# How much to handfeed?



## andalcam (Oct 31, 2008)

I have a baby cockatiel that the parents started plucking at 2 weeks. I took him out of the nestbox and there was a new egg in the box the next morning. I made a brooder of sorts with an aquarium and heating pad. Everything is going great with the feeding but I am unsure of how much to feed the little guy. He is always hungry, even when I think he has had enough. I have been stopping at 10 cc, but he keeps saying more, more! This is my very first cockatiel baby and I am so excited to have him. Mom is whiteface pearl and dad is whiteface heavy pied. This little one is going to be pied for sure, I can tell by the feathers that are coming in. Any help will be greatly appreciated.


----------



## Bea (Jul 26, 2007)

I feed until the babies won't take anymore, that's what the parents would be doing.  Those little crops can get amazingly full!


----------



## andalcam (Oct 31, 2008)

Thanks Bea, I have tried to find out by reading various web articles but each one is different.

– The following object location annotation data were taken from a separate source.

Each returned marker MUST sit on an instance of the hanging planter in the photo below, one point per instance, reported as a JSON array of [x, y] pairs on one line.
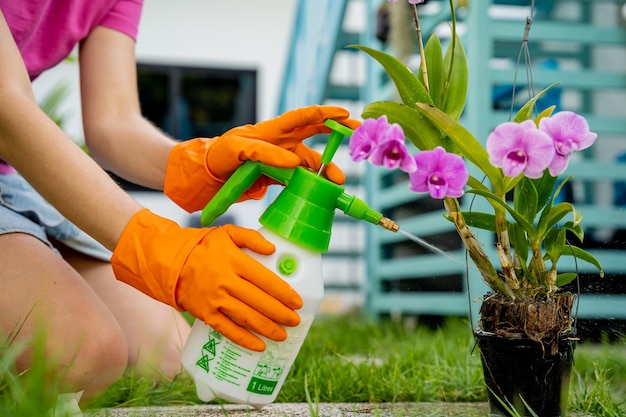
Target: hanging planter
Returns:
[[527, 355]]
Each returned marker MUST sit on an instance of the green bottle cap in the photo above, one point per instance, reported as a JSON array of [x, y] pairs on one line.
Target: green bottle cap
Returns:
[[303, 212]]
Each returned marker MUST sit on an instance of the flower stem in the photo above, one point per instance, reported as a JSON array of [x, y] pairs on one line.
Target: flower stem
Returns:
[[420, 43], [475, 250]]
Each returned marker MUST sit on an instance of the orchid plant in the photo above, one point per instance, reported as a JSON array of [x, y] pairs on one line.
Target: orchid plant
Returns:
[[525, 157]]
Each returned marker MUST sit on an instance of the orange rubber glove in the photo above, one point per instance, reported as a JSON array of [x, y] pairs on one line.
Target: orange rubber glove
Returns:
[[206, 272], [197, 168]]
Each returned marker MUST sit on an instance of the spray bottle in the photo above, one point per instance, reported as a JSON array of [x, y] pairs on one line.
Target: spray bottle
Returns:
[[299, 224]]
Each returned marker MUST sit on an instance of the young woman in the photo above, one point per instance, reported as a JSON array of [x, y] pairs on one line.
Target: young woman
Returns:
[[81, 261]]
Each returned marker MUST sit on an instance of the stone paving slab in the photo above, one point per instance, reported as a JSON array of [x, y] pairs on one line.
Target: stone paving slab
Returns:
[[306, 410]]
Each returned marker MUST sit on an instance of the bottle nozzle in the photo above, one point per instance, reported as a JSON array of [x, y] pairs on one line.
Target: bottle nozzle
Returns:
[[389, 224]]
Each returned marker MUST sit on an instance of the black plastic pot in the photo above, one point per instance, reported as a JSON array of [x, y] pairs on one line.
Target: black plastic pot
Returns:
[[523, 374]]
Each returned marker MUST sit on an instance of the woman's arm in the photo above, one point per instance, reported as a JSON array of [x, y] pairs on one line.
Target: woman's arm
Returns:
[[117, 135], [50, 161]]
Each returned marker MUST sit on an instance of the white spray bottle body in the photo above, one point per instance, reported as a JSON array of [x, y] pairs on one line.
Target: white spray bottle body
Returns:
[[222, 369]]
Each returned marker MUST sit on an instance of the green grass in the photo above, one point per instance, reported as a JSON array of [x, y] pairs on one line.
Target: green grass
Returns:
[[349, 360]]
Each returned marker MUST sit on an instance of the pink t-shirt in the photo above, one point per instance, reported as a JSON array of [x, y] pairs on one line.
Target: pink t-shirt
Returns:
[[46, 31]]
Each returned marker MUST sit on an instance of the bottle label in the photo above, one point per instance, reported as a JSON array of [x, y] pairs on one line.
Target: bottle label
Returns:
[[234, 365]]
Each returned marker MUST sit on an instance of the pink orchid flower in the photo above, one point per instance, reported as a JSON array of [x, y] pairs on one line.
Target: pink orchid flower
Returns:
[[383, 143], [520, 148], [410, 1], [569, 132], [439, 173]]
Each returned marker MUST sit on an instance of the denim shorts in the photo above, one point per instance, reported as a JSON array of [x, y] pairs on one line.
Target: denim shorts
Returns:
[[23, 210]]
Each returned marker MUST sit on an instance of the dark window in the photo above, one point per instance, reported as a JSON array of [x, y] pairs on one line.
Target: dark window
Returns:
[[190, 102]]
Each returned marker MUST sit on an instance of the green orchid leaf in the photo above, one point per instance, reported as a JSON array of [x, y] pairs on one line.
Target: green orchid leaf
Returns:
[[556, 214], [546, 220], [434, 65], [544, 187], [570, 250], [525, 224], [545, 113], [517, 236], [526, 112], [469, 147], [576, 230], [409, 87], [525, 199], [565, 278], [554, 244], [473, 182], [455, 89], [483, 221], [419, 130]]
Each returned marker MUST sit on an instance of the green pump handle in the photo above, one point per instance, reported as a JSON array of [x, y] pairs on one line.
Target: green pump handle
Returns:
[[303, 211]]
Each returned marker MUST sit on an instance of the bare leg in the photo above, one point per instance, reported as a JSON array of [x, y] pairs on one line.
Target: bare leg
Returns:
[[155, 332], [40, 291]]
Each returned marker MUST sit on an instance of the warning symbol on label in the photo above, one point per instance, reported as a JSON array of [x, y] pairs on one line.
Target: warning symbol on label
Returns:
[[210, 347], [207, 354]]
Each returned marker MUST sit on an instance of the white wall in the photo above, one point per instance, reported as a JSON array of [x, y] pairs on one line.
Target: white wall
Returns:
[[245, 34], [242, 34]]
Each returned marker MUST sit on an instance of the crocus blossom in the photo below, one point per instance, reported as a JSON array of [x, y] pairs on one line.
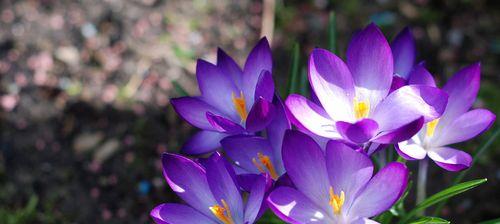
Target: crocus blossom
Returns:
[[211, 193], [233, 101], [457, 124], [355, 102], [254, 154], [405, 70], [335, 186]]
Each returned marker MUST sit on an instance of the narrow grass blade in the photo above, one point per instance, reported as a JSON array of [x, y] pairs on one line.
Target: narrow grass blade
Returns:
[[443, 195], [475, 157], [293, 81], [332, 32]]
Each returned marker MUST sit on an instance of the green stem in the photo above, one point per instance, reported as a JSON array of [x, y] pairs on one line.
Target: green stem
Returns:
[[462, 174], [422, 182]]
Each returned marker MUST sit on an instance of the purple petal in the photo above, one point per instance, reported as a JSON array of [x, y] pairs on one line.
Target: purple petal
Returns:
[[311, 116], [421, 76], [404, 52], [397, 82], [170, 213], [375, 147], [217, 88], [265, 86], [188, 180], [229, 67], [276, 132], [462, 89], [261, 114], [450, 159], [193, 110], [407, 104], [259, 59], [332, 83], [359, 132], [293, 206], [383, 190], [247, 180], [243, 148], [255, 200], [370, 61], [365, 221], [400, 134], [465, 127], [203, 142], [223, 186], [301, 155], [411, 150], [349, 171], [222, 124]]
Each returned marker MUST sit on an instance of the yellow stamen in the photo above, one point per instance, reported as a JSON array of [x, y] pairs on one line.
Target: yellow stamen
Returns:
[[222, 212], [361, 108], [431, 127], [240, 105], [336, 201], [265, 161]]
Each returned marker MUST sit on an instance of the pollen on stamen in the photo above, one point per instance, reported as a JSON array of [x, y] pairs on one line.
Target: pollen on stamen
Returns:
[[336, 201], [222, 212], [431, 127], [265, 162], [240, 105], [361, 108]]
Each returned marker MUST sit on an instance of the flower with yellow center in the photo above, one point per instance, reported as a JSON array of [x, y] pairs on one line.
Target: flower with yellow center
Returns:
[[431, 127], [361, 108], [264, 163], [222, 212], [336, 201], [240, 105]]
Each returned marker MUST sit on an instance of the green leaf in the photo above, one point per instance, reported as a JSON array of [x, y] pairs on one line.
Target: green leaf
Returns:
[[430, 220], [269, 218], [293, 81], [475, 157], [493, 221], [443, 195], [332, 33]]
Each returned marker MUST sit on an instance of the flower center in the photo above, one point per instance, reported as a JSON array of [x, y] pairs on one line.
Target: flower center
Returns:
[[240, 105], [336, 201], [431, 127], [264, 163], [361, 108], [222, 212]]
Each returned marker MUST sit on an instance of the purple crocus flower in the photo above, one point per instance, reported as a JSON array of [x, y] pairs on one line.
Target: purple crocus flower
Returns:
[[211, 193], [254, 154], [457, 124], [355, 102], [232, 101], [335, 186], [404, 53]]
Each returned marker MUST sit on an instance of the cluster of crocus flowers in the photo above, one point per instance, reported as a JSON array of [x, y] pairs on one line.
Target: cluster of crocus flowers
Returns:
[[321, 172]]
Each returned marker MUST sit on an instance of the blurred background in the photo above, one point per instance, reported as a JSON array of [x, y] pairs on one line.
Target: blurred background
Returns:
[[85, 88]]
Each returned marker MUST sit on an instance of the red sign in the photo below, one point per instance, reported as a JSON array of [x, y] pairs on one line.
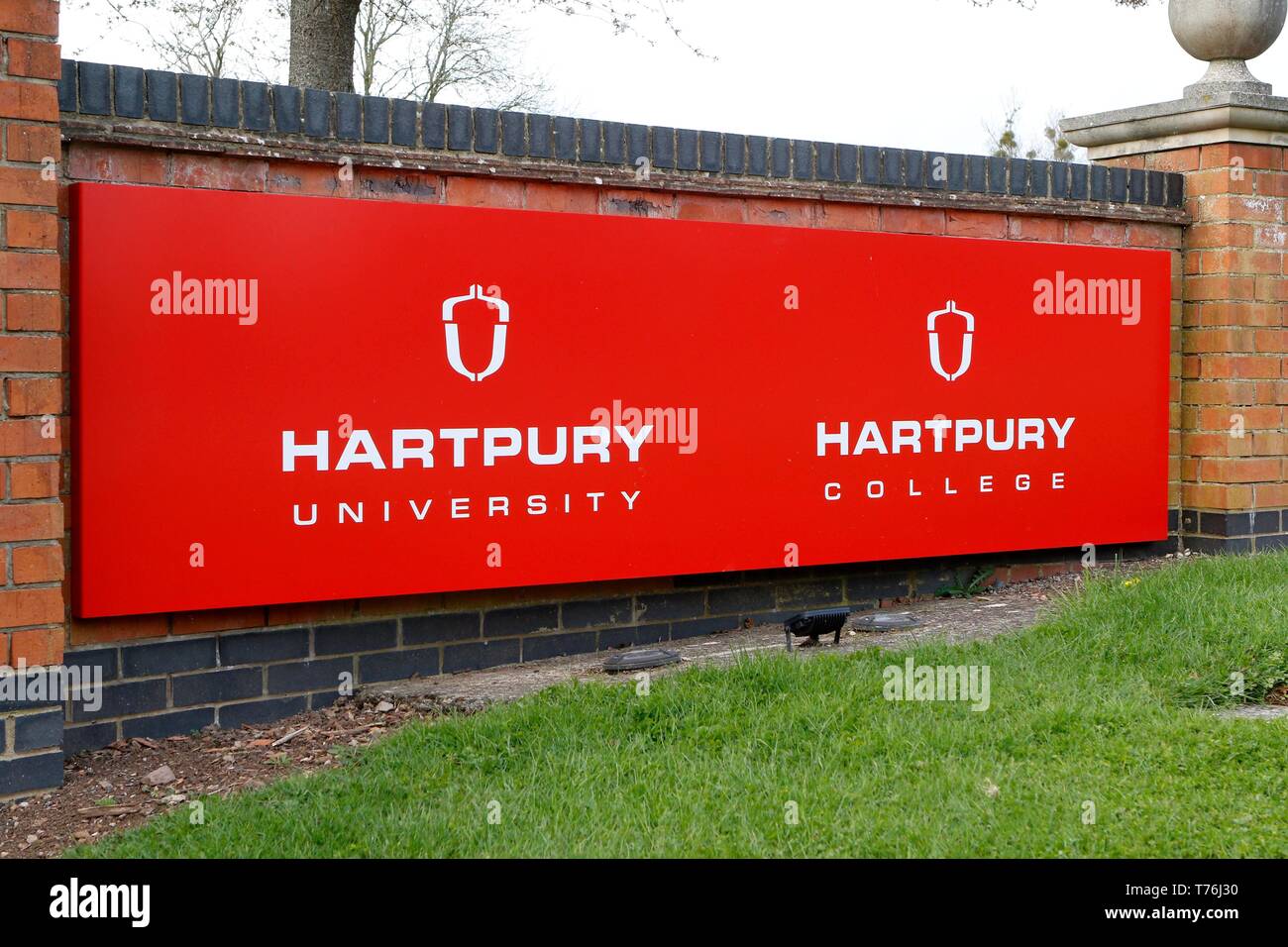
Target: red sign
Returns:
[[287, 399]]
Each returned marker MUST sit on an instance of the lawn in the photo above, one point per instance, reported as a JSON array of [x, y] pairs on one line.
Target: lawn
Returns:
[[1100, 705]]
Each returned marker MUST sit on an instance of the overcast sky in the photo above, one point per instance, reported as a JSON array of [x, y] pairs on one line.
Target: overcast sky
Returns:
[[925, 73]]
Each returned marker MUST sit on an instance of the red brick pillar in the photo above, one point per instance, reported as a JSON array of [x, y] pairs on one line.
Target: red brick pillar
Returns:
[[1234, 347], [1233, 343], [33, 612], [1231, 407]]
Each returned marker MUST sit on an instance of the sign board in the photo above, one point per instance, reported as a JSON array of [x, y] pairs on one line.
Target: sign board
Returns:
[[290, 398]]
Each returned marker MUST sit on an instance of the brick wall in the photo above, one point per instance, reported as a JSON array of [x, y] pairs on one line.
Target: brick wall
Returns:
[[31, 393], [175, 673], [1234, 449]]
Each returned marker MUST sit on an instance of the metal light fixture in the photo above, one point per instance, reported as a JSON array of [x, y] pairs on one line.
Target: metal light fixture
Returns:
[[814, 624], [640, 660]]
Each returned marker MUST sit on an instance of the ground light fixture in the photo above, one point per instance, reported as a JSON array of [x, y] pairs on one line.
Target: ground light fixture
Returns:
[[814, 624], [887, 621], [640, 660]]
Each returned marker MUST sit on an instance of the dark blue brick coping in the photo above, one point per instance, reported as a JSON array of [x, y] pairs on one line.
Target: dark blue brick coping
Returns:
[[165, 686], [196, 102]]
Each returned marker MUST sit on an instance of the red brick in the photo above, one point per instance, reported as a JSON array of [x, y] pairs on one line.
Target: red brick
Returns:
[[35, 521], [1216, 496], [309, 612], [1098, 232], [89, 161], [975, 223], [849, 217], [399, 604], [484, 192], [1243, 208], [1241, 470], [913, 221], [34, 480], [1220, 393], [399, 184], [34, 312], [566, 198], [1179, 159], [38, 646], [30, 17], [1154, 235], [31, 230], [33, 144], [782, 213], [1232, 154], [31, 607], [35, 395], [30, 270], [31, 101], [1219, 235], [1271, 341], [30, 354], [34, 58], [709, 208], [26, 438], [26, 185], [1219, 180], [310, 178], [1220, 286], [219, 172], [38, 565], [1042, 228], [1240, 367], [636, 202]]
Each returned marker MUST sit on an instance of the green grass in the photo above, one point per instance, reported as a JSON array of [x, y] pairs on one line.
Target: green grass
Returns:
[[1090, 705]]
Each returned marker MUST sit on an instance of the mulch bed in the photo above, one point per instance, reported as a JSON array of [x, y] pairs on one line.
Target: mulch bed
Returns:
[[110, 789]]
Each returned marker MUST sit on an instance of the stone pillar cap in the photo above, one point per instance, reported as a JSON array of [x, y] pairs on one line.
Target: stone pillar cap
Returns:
[[1206, 119]]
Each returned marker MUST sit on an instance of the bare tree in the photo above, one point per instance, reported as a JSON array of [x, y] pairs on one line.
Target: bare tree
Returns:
[[326, 37], [322, 43], [460, 46], [1005, 141], [202, 37]]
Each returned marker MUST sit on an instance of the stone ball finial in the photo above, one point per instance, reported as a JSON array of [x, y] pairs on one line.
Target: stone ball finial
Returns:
[[1227, 34]]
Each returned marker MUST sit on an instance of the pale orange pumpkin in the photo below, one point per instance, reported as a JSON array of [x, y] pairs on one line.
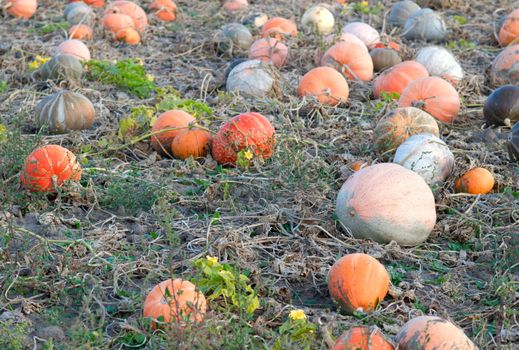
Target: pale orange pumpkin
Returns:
[[326, 84], [190, 143], [398, 77], [174, 301], [175, 120], [351, 59], [358, 282], [435, 96], [49, 166], [475, 181]]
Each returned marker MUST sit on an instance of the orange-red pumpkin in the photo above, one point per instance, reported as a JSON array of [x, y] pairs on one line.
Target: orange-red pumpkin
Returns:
[[174, 301], [435, 96], [397, 78], [326, 84], [363, 338], [190, 143], [175, 120], [248, 131], [49, 166]]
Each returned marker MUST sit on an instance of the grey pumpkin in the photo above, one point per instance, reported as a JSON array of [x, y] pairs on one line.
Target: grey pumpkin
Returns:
[[65, 111], [61, 67]]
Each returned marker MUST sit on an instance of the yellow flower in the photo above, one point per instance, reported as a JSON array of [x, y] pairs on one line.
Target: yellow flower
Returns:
[[297, 315]]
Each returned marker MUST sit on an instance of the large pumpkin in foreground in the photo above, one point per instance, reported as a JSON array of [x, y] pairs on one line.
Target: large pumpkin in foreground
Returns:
[[174, 301], [48, 166], [432, 333], [358, 282], [386, 202], [245, 132]]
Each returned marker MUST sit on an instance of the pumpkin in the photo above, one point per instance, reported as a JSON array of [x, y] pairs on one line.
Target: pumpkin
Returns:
[[425, 24], [401, 123], [21, 8], [362, 205], [358, 282], [430, 333], [366, 33], [398, 77], [440, 62], [351, 59], [74, 48], [65, 111], [428, 156], [269, 50], [513, 143], [279, 28], [475, 181], [49, 166], [165, 10], [326, 84], [502, 106], [318, 18], [174, 300], [505, 67], [61, 67], [137, 14], [190, 143], [384, 58], [435, 96], [509, 30], [80, 32], [245, 132], [251, 78], [401, 11], [362, 338], [176, 120]]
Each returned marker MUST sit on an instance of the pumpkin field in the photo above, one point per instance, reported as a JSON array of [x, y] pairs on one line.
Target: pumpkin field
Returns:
[[259, 174]]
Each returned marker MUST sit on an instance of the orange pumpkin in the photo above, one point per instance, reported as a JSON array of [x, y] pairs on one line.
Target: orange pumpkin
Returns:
[[398, 77], [249, 132], [176, 120], [363, 338], [128, 8], [174, 301], [80, 32], [48, 166], [475, 181], [351, 59], [21, 8], [279, 28], [165, 10], [432, 333], [435, 96], [326, 84], [509, 31], [190, 143], [358, 282]]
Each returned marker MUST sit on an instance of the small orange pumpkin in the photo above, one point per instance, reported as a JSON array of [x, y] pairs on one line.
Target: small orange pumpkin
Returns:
[[363, 338], [190, 143], [475, 181], [398, 77], [174, 301], [48, 166], [176, 120], [326, 84], [435, 96], [21, 8], [80, 32], [358, 282]]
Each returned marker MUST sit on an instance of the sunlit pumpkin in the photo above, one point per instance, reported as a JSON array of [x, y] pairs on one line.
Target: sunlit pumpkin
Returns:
[[435, 96], [358, 282], [174, 300], [49, 166]]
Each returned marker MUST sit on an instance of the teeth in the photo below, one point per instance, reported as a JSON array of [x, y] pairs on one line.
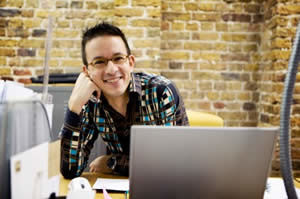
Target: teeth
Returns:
[[113, 80]]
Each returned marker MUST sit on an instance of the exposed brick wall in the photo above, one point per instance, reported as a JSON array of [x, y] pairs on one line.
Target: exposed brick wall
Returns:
[[228, 57], [281, 19], [210, 48]]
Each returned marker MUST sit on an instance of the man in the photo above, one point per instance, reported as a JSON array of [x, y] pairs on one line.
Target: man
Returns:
[[108, 97]]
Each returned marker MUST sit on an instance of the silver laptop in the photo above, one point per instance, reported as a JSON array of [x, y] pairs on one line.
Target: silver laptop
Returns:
[[200, 162]]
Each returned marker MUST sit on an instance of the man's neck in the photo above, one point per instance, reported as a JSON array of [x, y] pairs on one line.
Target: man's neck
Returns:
[[119, 103]]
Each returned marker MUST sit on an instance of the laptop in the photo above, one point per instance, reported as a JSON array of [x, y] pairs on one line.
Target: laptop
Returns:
[[200, 162]]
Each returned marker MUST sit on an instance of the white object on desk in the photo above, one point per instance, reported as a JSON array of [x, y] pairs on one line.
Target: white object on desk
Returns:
[[276, 190], [112, 184], [29, 173], [80, 188]]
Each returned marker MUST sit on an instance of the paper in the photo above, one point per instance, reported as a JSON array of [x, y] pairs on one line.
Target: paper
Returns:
[[106, 195], [51, 187], [276, 190], [112, 184]]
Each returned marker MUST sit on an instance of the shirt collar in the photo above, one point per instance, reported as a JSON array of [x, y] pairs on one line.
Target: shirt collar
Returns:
[[135, 84]]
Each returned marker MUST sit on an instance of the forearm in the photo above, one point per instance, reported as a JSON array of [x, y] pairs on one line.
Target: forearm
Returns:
[[119, 163], [74, 154]]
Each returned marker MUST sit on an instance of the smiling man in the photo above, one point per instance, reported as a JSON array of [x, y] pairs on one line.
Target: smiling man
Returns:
[[108, 97]]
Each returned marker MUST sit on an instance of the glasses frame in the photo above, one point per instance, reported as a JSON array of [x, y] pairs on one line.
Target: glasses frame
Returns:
[[107, 60]]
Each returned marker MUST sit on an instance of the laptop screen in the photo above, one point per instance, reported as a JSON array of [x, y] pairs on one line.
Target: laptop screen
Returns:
[[200, 162]]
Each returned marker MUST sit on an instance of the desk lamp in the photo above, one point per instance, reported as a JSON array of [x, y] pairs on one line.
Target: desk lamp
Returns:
[[285, 154]]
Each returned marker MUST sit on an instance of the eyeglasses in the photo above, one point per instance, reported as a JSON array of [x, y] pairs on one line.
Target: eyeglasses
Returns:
[[101, 62]]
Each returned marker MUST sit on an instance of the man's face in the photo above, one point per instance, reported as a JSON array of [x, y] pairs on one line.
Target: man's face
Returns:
[[112, 79]]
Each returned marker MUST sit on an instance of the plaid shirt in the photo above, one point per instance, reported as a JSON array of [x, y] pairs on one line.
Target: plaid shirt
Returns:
[[153, 100]]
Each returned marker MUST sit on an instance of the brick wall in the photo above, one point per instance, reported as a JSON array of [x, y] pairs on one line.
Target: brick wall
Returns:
[[281, 19], [227, 57]]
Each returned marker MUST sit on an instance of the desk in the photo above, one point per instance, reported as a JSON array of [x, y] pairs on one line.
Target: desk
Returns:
[[92, 177]]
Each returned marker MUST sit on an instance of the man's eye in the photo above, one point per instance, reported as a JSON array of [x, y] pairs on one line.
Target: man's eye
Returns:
[[119, 58], [99, 62]]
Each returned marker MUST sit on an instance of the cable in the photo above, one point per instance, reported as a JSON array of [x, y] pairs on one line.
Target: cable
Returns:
[[285, 153]]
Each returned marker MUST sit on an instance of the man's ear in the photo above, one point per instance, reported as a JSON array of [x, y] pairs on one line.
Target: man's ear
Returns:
[[84, 69]]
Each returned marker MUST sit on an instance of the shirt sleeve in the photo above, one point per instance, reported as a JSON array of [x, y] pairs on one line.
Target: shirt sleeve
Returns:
[[171, 106], [77, 140], [119, 163]]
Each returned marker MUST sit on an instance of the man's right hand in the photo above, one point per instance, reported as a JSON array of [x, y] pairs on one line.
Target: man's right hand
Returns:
[[82, 91]]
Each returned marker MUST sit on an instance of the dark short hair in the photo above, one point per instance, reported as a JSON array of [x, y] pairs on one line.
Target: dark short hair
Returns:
[[101, 29]]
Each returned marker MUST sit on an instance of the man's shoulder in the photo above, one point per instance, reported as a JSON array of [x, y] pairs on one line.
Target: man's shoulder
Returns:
[[153, 79]]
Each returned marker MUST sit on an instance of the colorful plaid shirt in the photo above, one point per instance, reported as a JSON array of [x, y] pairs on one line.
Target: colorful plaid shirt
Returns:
[[153, 100]]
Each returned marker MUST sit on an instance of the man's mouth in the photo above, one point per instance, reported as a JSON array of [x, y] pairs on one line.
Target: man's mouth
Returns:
[[112, 80]]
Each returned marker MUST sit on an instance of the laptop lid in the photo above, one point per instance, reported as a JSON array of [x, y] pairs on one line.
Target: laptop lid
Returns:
[[200, 162]]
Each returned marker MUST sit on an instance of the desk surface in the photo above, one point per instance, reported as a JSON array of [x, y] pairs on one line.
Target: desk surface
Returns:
[[92, 177]]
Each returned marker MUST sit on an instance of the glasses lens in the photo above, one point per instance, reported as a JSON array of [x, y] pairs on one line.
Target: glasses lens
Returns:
[[99, 62], [119, 59]]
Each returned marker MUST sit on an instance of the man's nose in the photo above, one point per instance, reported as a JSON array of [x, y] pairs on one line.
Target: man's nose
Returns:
[[111, 67]]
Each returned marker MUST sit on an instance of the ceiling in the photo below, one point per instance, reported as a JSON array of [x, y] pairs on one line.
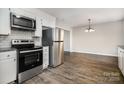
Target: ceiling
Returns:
[[79, 16]]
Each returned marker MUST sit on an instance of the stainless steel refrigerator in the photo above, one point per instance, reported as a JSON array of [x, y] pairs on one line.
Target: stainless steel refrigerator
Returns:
[[54, 38]]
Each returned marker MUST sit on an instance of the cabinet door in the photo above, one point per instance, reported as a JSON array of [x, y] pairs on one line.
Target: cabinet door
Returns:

One place I was on said 10% of the AM weight. He only weighs 53gm, so that would only be 5 -6 cc. I know he would not be happy on this amount. Do you have an amount that would be too much? I am so scared I will explode his crop.


----------



## sweetrsue (Jul 8, 2008)

Here is a good rule of thumb from Cockatiel Cottage 
* Amounts 
1-4 days Every two hours 1 - 2 cc's 
5-7 days Every three hours 2 - 3 cc's 
8-14 days 7:00 AM, 11:00 AM, 3:00 PM, 7:00 PM, 11:00 PM 4 - 6 cc's 
15-24 days 7:00 AM, 12:00 PM (Noon), 5:00 PM, 11:00 PM 7 - 10 cc's 
25-34 days 7:00 AM, 5:00 PM, 11:00 PM 11 - 15 cc's 
35-44 days 7:00 AM, 7:00 PM 11 - 15 cc's 
45 days to weaning 7:00 PM 11 - 15 cc's 

*But I agree with Bea. Feed them as much as they will take.


----------



## andalcam (Oct 31, 2008)

Thanks! It is nice to have a schedule to follow somewhat. I know he would eat more than I have been giving him. I will increase him at his last feeding tonight.


----------



## Renae (Feb 9, 2008)

I just wanted to say.. that photo is AMAZING! 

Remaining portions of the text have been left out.